A new study shows how future inhabitants of the Red Planet could run on either energy source, depending on where they set up camp.
SCIENCE FICTION AUTHORS like Ray Bradbury, Kim Stanley Robinson, Andy Weir, and the creators of The Expanse have long envisioned how people might one day assemble functioning settlements on Mars. Now that NASA and the European Space Agency aim to send astronauts to the Red Planet within the next 20 years, and SpaceX CEO Elon Musk has talked about sending humans there as well, it’s time to address the practical questions involved in making those visions a reality.
One of the biggest: What’s the most practical way to power future Mars colonies? The seemingly simple question took UC Berkeley engineering students Anthony Abel and Aaron Berliner four years of hard work to figure out.
In findings published last week in Frontiers in Astronomy and Space Sciences, they and their colleagues argue that both solar and nuclear energy sources can provide enough power for long-term crewed missions—but astronauts will face certain limitations, including how much weighty equipment they can bring from faraway Earth, how much energy solar panels can glean once there, and how well they can store energy for when it’s not so sunny. “It depends where you are on Mars,” Abel says of their results. “Near the equator, solar seems to work better. And near the poles, nuclear works better.”
The engineers based their study on the energy options for a Martian habitat built for a six-person crew. For such a remote outpost, the first astronauts would have to bring almost everything they need with them, including the photovoltaic (PV) cells, battery stacks, and nuclear reactors needed to generate enough energy for them to survive. That means these crewed missions would be shaped by how much one can bring aboard a rocket—what Abel and Berliner refer to as “carry-along mass.” “Bringing stuff from Earth to Mars is really tough, and it’s really expensive, so you want to minimize it,” Abel says.
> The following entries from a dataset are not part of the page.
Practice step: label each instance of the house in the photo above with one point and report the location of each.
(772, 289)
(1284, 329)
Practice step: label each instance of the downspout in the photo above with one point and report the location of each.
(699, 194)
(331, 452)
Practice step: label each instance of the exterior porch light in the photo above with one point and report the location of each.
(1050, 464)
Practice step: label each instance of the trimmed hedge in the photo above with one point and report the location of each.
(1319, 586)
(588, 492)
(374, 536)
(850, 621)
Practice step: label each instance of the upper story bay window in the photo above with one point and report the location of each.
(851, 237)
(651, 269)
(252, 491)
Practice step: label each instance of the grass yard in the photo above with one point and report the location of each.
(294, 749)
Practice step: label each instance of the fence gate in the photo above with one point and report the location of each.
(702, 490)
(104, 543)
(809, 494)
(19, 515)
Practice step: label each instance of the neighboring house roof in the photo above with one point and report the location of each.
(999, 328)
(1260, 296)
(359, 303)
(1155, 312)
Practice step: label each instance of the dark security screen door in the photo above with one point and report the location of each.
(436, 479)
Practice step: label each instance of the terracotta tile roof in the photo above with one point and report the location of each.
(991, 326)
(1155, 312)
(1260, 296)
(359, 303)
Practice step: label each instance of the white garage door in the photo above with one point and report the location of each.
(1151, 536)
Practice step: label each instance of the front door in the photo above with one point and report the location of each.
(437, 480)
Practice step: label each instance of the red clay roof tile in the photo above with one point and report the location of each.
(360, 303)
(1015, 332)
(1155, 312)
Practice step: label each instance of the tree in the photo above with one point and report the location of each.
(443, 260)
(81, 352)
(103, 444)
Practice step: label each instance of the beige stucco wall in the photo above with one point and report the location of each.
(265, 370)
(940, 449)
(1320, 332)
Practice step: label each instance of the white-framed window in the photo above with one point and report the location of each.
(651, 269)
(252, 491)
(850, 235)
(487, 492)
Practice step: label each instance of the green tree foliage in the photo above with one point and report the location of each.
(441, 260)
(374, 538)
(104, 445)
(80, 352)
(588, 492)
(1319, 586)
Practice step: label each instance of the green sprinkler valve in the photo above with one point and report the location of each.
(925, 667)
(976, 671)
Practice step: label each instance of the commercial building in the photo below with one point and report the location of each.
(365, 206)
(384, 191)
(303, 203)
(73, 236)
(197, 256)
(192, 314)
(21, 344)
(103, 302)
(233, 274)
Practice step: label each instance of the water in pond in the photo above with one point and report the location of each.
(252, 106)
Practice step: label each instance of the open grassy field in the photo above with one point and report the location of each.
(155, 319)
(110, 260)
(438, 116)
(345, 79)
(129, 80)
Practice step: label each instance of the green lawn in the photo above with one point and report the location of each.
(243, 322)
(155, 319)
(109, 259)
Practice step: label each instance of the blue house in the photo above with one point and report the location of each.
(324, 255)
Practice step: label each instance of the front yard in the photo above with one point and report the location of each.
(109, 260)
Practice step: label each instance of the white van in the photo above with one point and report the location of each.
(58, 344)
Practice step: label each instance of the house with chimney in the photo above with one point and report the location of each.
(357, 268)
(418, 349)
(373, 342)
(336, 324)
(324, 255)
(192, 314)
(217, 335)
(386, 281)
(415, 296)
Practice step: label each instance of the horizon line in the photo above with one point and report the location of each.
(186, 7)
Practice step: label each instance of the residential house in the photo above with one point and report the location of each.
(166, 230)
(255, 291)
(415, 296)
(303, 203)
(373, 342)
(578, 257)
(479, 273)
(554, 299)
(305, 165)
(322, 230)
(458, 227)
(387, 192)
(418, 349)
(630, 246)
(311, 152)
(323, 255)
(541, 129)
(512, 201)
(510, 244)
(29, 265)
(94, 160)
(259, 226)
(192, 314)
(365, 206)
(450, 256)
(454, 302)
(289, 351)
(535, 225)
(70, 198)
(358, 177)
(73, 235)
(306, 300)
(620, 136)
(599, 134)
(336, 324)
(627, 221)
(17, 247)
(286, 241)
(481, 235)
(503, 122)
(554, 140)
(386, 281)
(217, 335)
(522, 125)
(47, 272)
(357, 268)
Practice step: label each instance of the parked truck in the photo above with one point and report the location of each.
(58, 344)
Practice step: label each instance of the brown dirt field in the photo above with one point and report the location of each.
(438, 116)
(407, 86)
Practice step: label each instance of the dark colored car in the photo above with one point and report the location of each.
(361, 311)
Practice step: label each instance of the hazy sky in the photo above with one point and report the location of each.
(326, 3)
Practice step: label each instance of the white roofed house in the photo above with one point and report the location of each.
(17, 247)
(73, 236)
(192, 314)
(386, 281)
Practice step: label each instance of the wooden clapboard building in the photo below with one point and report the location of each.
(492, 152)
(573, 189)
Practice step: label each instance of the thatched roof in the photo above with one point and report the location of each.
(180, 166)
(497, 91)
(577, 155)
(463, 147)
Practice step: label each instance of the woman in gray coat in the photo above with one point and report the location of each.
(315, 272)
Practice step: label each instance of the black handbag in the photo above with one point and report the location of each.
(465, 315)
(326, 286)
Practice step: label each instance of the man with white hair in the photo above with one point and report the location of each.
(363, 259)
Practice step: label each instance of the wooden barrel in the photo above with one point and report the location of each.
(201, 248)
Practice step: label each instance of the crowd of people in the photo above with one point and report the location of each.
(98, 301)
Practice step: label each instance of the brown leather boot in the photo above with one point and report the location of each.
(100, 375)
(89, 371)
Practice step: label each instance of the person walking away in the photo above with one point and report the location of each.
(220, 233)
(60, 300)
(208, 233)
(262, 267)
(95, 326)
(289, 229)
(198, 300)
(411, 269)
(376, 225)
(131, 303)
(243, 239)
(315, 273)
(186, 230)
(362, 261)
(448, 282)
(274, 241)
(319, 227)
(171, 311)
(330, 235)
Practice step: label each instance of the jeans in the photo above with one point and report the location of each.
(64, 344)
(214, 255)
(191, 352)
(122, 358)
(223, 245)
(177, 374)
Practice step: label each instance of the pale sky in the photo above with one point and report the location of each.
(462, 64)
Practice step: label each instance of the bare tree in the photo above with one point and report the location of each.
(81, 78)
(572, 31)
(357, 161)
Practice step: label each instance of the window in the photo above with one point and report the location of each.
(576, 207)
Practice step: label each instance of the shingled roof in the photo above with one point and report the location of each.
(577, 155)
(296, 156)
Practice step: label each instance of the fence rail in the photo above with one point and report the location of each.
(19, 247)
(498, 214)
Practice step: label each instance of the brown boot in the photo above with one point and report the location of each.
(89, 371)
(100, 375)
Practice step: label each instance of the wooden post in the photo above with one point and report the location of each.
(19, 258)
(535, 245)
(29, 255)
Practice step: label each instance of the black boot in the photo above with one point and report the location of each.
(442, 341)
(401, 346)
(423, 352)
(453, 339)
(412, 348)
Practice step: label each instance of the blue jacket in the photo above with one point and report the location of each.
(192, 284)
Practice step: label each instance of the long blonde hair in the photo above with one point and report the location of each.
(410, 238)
For their study, the engineers calculated how much energy the solar or nuclear options would generate and how much carry-along mass would be needed to produce that energy. In particular, they found that over about 50 percent of the Martian surface—especially near the equator, where many of the Mars rovers and landers have alighted so far—PV solar energy outperforms other solar alternatives and requires only around 8.3 tons of carry-along mass to power a six-person habitat, thanks to advances in lightweight solar panels. (Of the three solar energy options they tried, panels with electrolysis and compressed hydrogen storage were the most efficient.) That satisfies an estimated average power demand of about 40 kilowatts, used for things like heating, lighting and rover travel, and for producing oxygen for breathing, fertilizer for crop growth, and methane for rocket fuel for the return trip.